Fire at Static Valley beginnt im Donnergrollen eines erahnbaren Polizeieinsatzes (auch wie die verblasste Erinnerung an Life is a Pigsty) lässt seine patentierten Gitarren aber unmittelbar über den cineastischen Ambient pendeln und nachdenklich oszillieren, sie von unendlich ruhig pulsierenden Kriegstrommel über eine apokalyptisch verbrannte Erde führen, deren imaginative Schönheit etwas verstörendes und erhebendes hat. Die Nummer findet schell zu ihrem Punkt, vermisst aber lieber den Raum darum, destilliert die Atmosphäre und Botschaft der Platte mit ebenso beklemmender wie astraler Fassungslosigkeit, steuert mit sakraler Anmut einem Klimax entgegen, der dann aber doch lieber ausgelaugt abgeblendet wird.
Der Epilog Our side has to win (for D.H.) wirkt dagegen wie ein Basinski-Traum von Androiden, die von Schafen und Origami-Pferden träumen, und obgleich ein luzides Bewusstsein entwickelnd, sich langsam und vorsichtig dazu entschließend aufzuwachen.
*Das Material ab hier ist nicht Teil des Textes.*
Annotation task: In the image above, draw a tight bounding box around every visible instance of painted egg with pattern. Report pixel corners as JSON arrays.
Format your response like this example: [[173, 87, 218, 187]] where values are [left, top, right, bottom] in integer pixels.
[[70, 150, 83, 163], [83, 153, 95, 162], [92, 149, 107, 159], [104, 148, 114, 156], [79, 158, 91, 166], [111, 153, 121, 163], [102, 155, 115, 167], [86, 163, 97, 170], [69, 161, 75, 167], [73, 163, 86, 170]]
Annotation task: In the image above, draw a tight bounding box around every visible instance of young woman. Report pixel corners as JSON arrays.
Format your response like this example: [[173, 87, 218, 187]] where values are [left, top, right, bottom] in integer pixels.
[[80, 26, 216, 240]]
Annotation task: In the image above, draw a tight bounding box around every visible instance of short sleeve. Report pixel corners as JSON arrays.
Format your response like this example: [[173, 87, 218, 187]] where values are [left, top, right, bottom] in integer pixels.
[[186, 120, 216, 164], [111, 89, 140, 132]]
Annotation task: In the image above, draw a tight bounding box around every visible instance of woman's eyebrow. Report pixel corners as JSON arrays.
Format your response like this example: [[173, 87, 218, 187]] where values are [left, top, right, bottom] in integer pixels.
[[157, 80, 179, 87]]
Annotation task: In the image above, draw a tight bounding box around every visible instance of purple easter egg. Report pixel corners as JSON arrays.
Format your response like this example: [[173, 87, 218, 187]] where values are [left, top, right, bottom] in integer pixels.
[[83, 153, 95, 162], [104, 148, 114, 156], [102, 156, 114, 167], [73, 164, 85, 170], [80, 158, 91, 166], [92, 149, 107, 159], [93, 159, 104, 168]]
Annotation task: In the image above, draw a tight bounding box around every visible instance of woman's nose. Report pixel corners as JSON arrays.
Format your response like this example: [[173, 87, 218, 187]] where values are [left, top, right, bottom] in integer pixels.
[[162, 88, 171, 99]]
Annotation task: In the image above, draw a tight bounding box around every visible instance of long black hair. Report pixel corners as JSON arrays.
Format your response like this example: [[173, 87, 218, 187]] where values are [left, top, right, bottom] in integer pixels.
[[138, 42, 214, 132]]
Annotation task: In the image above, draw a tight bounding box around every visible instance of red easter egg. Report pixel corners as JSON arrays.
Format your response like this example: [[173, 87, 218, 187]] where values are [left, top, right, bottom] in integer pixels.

Zu einem Soundtrack, der eine optimistischere Welt verdient hätte, letztendlich aber doch vermisst, wie viel Traurigkeit und Schönheit und Melancholie auf Schultern passen, die die Last der Welt tragen – als hätten Sigur Rós ihren Frieden mit der Dystopie geschlossen.
Schwer zu sagen, ob G_d’s Pee AT STATE’S END! so auf eine besonders versöhnliche und tröstende, oder doch unterminierend deprimierende Weise endet. Dass Godspeed jedoch in Summe auch ohne einen Gänsehaut-Geniestreich wie Mladic ihr stärkstes Gesamtwerk seit der monumental-ikonischen Meisterwerke-Phase der 00er-Jahre gelungen ist, passt zu einem Album, das sich in jeder Hinsicht wie ein bestmöglich eingelöstes Versprechen anfühlt.